The beast stretched its four upper limbs toward the ceiling, shaking its body as if it had just woken from a long slumber. Slime splattered on us and I coughed up bile as I scraped the yellow ooze from my skin. Four of its limbs lashed wildly, clawing at the air in fury. It screamed and the Nether creatures’ shrieks grew louder. They abandoned their attacks on the wolves and Searchers, streaking toward the fireplace to hover above the creature’s head.
“Oh my God.” Connor, tracking the sudden flight of Bosque’s minions, dropped one of his swords when he saw what was standing in front of the Rift.
Ethan shoved him aside, swinging his blade as one of the Fallen groped for Connor. Its head went flying.
“Come on.” Ethan dragged Connor to the center of the room, where Adne was still bound to the floor. Sabine, Bryn, and my father chased after them. They huddled in a tight group around Adne.
The Fallen didn’t pursue them but stayed close to the library doors. Their empty eyes gazed toward the Rift, mouths agape, as they swayed mindlessly, holding their position.
Logan fell backward, gazing up at the creature that had taken Bosque Mar’s place. “Behold, the Harbinger. Master of the Nether and Lord of the Keepers.”
TWENTY-SEVEN
“I WILL HEAR YOU SCREAM
for this treachery, Logan Bane,” Bosque rasped.
The sound of his voice startled me. It was the same as it had been when the Harbinger had been cloaked in a human body. The only change was the repetitive clicking of his pincers meeting each other in front of his lips.
He clawed the air with one of his upper limbs and Logan dropped to the floor, gasping in pain. Blood poured from four deep, symmetrical gashes in his chest.
“No!” Shay rolled to the balls of his feet.
“The Rift!” Adne shouted. “You have to drive him into the Rift with the Cross!”
Bosque shrieked his rage at her, raising his spiny limb once more.
Shay was already moving. The blades of the Elemental Cross whirred through the air, sparks of its power leaping from the swords. I could no longer distinguish his body from the whirlwind of light and sound that built up around him. The column of the elements that enveloped his form was ever changing, sliding from the roar of a firestorm to the crash of a waterfall only to morph again into the scream of a hurricane followed by the shuddering strength of an earthquake.
I knew Shay was there, wielding the blades, only because the limb Bosque had pointed at Logan suddenly went flying. It twitched on the library floor where it landed.
Bosque screamed as black blood leaked from the stump on his torso.
“Defend me, children!”
In a rain of leather wings and sharp talons, the throng of succubi and incubi descended on Shay. The moment they touched the edges of the sphere that surrounded the Scion their bodies dissolved, pouring to the ground in harmless piles of sand.

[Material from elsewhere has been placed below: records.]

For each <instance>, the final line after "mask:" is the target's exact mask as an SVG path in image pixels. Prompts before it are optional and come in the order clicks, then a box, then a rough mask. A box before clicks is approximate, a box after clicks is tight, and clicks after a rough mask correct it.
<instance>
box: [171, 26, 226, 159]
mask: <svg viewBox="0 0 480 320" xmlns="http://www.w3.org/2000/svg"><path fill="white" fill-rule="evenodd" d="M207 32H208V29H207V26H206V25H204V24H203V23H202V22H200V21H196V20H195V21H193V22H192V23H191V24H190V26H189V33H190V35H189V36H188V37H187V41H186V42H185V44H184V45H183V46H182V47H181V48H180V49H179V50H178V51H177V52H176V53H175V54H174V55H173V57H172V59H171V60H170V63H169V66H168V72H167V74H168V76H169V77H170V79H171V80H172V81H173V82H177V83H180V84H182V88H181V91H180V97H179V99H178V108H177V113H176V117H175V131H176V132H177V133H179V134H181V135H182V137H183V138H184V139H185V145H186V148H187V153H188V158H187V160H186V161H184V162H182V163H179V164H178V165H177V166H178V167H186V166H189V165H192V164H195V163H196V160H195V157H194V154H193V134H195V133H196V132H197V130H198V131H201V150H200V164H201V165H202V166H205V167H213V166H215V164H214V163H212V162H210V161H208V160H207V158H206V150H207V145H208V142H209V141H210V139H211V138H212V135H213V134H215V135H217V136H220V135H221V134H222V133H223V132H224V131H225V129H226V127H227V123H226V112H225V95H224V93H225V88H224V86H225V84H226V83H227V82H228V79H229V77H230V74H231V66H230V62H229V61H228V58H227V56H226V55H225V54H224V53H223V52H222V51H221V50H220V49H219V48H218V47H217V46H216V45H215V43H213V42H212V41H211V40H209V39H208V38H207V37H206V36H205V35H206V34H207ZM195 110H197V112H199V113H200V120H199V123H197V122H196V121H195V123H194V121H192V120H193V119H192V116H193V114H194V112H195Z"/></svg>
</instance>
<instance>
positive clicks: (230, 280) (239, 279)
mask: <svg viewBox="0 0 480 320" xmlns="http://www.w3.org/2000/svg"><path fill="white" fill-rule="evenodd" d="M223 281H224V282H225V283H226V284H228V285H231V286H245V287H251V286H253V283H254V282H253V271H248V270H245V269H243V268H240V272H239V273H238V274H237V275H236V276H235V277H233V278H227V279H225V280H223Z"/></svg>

“No!” Bosque screamed, and there was real fear in his cry. His bulbous silver eyes searched the room in desperation. His frantic gaze settled on me. Laughing wildly, he grinned at Shay, revealing rows of sharp fangs behind his pincers.

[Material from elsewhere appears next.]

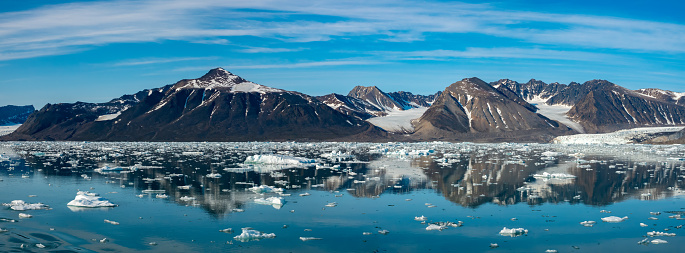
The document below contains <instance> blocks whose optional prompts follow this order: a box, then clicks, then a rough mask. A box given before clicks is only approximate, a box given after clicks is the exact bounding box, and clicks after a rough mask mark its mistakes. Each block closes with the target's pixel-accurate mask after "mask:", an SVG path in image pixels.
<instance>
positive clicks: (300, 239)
mask: <svg viewBox="0 0 685 253" xmlns="http://www.w3.org/2000/svg"><path fill="white" fill-rule="evenodd" d="M300 240H302V241H303V242H306V241H311V240H321V238H316V237H300Z"/></svg>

“Very well, Scion,” he said. “You’ve claimed your legacy. But continue on this path and you shall lose that which you love the most.”

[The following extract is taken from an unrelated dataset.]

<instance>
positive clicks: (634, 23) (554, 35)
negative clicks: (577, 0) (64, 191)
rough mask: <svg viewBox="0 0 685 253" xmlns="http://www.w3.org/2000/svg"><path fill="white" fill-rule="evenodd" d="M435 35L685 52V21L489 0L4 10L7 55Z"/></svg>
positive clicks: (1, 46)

He stretched his arm out, shrieking an unintelligible order to the surviving Nether creatures. One of the incubi swooped low, dropping its spear. Bosque gripped the weapon, using the spines on his upper left limb like fingers. He turned that terrible smile on me and hurled the spear. I bolted, but not quickly enough.
Bosque’s aim had been true. It was only my scrambling aside that left me with a spear impaling my shoulder and not my heart. Bosque was strong. Very strong. Not only was the spear lodged deep inside me, but it had pierced all the way through my body to lodge in the wall behind me. I was pinned there.
“Calla!” Shay’s voice broke through the torrent of power shielding his body. I knew his advance faltered when the storm of elements surrounding him flickered, its light beginning to fade.